West European car registrations fell by 7.3% year-on- year (YoY) in October , because WLTP (Worldwide Harmonized Light Vehicle Test Procedure) caught automakers sleeping and unable to sell vehicles previously certified but not able to pass actual road testing. As a result, sales were pushed into August, which seemed a good idea at the time but now looks to be a failed strategy. As WLTP continued to cast a shadow over the new car market, the regional selling rate recovered, slightly, to 12.6 million units annually, from the nearly six-year low of 11.3 million units in September.
Given the persistence of falling sales in several key markets linked to WLTP-related disruptions, LMC now sees 2018 full-year growth of a mere 0.8%, a little lower than previously. In addition, with the prospects for economic growth now looking slightly weaker in some key markets, LMC have reduced the 2019 West European sales forecast in volume terms with YoY growth seen at, gulp. 0.9%.
Germany, the economic power house of Western Europe currently in political chaos, and home of the Dieselgate scandal, saw new car sales fall 7.4 % YoY in October.
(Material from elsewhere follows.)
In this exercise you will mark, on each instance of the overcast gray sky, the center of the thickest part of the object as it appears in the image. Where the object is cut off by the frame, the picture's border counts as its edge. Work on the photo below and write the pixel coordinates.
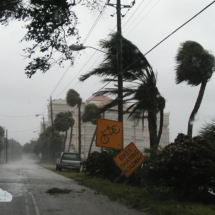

This poor result reduced the year to date (YTD) gains made from 2.4% for the first nine months, to just 1.4% once October is included.
In Italy, registrations also slipped by 7.4%, and YTD sales are now down 3.2%, in what appears to be an increasingly fragile market.
Spanish car sales fell by 6.6% YoY in October, while the selling rate barely improved on September’s 25-month low.
In the UK, sales were down 2.9% YoY, with the selling rate staging a modest recovery to 2.2 million units/year.
The French car market fell 1.5% YoY, but the selling rate edged above 2 million units/year, from 1.9 million units/year in September.